In Five minutes everything can change

January 14, 2011
By UNCPanda SILVER, Virginia Beach, Virginia
UNCPanda SILVER, Virginia Beach, Virginia
5 articles 0 photos 4 comments

Favorite Quote:
You can never be sure with love. You just have to take your chances and hope it turns out well~ unknown

My heels clicked on the wood floor, the skirt of my dress swished as I walked forward. I paused sucking in one deep breath in a small effort to compose myself, holding back tears by sheer willpower. I forced myself to take another step feeling as though my knees would buckle under me. Nothing in my life had ever made me feel this way, it’s not who I am. I didn’t cry or get nervous on my wedding day; I made it through child birth with minimal screaming; and I was able to deal with the man I loved being away for six months at a time while being in constant danger, never allowing my deepest fear to surface, and now it had been realized.

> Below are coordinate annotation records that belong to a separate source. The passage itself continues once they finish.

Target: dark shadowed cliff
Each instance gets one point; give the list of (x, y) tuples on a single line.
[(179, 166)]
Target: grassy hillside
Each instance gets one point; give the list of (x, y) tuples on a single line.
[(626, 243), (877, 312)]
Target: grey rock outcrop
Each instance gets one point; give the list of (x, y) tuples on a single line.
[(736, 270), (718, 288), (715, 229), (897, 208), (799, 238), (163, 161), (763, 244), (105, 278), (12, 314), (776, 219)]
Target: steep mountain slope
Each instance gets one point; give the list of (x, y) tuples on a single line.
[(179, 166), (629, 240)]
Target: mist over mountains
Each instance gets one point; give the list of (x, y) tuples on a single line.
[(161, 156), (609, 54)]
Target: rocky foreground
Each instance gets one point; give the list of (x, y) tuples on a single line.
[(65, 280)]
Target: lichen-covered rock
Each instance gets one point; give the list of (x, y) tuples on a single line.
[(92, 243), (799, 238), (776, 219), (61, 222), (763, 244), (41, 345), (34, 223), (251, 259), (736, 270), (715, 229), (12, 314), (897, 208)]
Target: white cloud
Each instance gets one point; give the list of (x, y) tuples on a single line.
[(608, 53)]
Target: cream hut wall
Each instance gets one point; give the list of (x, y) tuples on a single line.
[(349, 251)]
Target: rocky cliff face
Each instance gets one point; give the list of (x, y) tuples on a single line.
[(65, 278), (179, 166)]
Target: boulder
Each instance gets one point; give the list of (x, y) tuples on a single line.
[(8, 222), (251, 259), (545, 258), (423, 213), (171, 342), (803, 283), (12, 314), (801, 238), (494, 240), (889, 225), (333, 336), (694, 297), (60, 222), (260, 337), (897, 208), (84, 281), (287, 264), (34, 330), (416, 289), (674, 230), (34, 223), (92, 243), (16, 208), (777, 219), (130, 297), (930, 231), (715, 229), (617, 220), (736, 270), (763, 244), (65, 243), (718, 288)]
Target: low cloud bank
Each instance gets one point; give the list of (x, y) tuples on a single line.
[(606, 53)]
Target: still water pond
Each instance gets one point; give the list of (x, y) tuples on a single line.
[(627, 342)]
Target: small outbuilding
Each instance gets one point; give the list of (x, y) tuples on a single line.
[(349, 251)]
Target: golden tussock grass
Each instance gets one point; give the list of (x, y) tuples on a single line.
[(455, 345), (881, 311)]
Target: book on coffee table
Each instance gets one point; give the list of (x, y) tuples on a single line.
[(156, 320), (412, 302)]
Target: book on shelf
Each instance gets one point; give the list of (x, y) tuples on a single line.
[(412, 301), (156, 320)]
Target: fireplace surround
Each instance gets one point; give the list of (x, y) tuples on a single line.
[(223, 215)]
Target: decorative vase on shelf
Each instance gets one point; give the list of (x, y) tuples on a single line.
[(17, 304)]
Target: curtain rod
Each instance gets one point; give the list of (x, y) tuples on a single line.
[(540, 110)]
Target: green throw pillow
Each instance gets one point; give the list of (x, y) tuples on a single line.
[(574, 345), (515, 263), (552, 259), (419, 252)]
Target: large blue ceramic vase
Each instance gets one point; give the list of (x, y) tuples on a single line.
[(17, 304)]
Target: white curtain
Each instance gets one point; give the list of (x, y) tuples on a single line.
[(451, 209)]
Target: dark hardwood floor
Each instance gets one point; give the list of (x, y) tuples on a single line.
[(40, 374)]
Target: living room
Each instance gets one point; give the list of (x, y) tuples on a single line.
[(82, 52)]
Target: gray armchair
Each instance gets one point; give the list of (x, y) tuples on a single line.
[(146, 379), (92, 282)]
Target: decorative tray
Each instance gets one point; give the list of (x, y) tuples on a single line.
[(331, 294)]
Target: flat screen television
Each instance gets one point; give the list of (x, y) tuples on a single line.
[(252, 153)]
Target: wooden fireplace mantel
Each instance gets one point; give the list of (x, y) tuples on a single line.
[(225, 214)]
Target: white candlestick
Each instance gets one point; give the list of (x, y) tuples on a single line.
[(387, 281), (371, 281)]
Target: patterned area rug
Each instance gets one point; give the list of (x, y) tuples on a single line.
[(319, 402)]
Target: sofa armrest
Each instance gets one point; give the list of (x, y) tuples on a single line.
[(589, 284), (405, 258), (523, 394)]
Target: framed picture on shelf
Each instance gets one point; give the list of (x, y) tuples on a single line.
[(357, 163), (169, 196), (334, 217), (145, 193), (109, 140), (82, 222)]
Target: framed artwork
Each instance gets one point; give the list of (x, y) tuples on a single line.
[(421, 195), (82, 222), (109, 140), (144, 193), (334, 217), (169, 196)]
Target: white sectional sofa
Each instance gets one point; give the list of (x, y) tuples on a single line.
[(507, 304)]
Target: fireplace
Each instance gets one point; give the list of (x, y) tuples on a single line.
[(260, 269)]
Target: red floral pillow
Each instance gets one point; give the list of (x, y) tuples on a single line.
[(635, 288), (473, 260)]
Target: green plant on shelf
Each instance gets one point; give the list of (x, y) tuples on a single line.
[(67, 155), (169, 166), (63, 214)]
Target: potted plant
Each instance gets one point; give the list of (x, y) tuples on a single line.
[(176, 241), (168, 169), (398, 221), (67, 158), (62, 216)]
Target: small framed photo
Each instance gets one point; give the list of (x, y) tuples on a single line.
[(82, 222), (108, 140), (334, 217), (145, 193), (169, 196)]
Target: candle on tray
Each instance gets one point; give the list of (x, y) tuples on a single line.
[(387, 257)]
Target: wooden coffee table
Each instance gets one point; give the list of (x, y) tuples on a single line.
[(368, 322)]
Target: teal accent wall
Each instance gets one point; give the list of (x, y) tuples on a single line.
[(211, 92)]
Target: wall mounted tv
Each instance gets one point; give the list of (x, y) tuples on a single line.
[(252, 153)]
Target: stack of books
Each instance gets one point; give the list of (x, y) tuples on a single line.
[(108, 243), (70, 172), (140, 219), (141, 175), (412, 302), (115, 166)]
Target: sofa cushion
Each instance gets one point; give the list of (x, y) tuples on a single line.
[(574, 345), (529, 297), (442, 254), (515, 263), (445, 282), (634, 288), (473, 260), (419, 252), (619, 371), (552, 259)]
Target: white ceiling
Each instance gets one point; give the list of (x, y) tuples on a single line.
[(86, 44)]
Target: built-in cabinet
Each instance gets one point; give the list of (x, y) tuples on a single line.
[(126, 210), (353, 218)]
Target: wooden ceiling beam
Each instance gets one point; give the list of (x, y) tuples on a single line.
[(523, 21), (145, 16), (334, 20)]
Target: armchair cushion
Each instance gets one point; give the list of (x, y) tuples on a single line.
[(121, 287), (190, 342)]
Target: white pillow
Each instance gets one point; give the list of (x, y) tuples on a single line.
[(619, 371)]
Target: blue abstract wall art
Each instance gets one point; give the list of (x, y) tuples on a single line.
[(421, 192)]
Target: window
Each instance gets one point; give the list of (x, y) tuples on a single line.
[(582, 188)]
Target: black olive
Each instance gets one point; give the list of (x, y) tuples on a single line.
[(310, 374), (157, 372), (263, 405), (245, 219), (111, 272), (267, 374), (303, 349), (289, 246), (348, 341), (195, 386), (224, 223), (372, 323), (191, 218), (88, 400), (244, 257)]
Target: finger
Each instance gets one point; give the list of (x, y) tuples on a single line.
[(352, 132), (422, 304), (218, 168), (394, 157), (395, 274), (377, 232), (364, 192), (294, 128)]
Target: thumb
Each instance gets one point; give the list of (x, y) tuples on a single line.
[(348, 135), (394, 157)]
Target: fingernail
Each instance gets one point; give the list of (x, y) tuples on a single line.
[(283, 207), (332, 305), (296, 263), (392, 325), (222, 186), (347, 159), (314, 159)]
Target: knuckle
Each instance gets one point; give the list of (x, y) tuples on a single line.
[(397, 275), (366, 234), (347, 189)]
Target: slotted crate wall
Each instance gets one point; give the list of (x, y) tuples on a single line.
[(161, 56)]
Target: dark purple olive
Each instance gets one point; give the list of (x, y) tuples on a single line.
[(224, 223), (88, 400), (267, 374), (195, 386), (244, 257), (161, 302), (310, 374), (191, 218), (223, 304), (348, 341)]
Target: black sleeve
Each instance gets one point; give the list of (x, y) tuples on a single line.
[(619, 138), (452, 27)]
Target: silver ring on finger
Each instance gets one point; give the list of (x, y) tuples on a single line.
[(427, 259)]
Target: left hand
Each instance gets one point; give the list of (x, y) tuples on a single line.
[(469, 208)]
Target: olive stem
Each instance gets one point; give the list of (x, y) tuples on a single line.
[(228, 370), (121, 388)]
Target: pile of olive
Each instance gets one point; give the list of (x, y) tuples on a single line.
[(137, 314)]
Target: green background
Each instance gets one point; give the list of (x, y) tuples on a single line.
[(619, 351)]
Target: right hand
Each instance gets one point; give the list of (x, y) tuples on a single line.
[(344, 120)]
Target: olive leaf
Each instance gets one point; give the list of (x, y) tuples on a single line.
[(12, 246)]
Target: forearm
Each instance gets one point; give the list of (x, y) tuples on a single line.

I was moving forward through a crowd of sympathetic mourners who didn’t truly understand how I felt in an effort to find the only thing that mattered to me now. My son, only three years old, was being held by my mother his head resting on her shoulder. He looked so much like his father that it hurt. I swallowed back my tears and held out my arms for him. He came to me wordlessly laying his head on my chest. My mother gave me a small, sad smile before taking my father’s arm and walking away with eyes red from her tears.

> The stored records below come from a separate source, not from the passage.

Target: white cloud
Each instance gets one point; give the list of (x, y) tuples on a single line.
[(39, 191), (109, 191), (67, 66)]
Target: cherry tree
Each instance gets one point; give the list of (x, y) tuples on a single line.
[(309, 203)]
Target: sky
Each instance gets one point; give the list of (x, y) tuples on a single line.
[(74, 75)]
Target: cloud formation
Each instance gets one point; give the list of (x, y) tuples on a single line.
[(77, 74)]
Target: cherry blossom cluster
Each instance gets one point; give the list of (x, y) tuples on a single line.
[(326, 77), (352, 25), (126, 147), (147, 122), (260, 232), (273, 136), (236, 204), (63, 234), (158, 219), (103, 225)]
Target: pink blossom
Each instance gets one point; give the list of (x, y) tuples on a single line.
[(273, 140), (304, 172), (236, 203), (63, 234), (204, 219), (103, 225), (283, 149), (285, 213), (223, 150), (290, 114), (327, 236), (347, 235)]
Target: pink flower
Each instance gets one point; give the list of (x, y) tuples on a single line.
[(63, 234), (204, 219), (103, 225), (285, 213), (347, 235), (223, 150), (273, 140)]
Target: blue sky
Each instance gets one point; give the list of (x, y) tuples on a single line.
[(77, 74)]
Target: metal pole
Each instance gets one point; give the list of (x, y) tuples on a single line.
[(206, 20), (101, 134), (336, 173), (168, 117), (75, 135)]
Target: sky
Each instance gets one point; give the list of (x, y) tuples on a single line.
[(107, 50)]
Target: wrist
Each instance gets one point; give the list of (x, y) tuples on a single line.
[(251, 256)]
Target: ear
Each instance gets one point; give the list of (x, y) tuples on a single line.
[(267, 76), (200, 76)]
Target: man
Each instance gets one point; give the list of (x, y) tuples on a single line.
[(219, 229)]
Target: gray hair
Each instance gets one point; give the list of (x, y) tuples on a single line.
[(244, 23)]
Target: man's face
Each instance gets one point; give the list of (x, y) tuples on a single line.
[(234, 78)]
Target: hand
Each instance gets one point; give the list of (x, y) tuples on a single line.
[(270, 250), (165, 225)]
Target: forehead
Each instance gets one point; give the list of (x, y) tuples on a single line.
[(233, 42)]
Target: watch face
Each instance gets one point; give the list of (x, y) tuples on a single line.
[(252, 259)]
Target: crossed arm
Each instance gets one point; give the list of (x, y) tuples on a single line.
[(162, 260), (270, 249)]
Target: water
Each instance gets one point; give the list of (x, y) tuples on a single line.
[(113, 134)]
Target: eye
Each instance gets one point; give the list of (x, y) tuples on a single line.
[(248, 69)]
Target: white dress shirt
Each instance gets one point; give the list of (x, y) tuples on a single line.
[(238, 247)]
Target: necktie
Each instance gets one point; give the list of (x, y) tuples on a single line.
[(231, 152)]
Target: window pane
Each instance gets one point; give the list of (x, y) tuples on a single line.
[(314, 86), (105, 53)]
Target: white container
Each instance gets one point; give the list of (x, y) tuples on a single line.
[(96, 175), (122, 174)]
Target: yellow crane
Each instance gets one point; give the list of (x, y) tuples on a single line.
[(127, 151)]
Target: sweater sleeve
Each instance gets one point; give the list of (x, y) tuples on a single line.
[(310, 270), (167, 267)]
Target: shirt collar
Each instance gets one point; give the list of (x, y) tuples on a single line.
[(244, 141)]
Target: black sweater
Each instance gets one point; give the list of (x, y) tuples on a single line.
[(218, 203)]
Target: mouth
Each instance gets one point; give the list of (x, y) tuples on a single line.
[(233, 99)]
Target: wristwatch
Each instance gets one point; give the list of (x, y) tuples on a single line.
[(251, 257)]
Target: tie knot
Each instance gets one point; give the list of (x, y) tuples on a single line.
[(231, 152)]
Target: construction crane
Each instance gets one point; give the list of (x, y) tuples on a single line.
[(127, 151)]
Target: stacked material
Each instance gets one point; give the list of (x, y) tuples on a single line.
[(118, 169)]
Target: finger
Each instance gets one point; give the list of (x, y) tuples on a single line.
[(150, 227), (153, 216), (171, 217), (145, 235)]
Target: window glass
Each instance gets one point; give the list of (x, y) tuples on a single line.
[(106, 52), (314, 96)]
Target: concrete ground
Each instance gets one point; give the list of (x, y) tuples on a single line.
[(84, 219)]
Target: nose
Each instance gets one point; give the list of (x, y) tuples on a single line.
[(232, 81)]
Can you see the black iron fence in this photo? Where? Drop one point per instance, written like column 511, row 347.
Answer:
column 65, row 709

People silently filed into the small sanctuary in the church. I waited a few moments mustering up the courage I needed to face everyone. With a shaky breath and a hug from my boy I began walking. I stood at the end of the aisle focusing on the casket sitting at the end of the aisle. I walked forward not noticing anything other than the body in the casket. I stopped in front of the casket looking at his face. He was dressed in his dress blues, like he had wanted and looked as though he was asleep . . . not gone from this world.
It was then that I noticed that hot tears were streaming from my eyes. I placed a picture, of the day our son was born under his hands on his chest, so we would always be close to his heart. I then took my place in the front pew as the minister began talking. He talked about his achievements and his service in the military and about our son and me and how twenty-six was too young to die.
I had to agree. My time with him had been too short and now my son would grow up without his father. My husband had served his country, been in the line of fire and that had not killed him. No my husband’s death came at the hands of a drunk driver.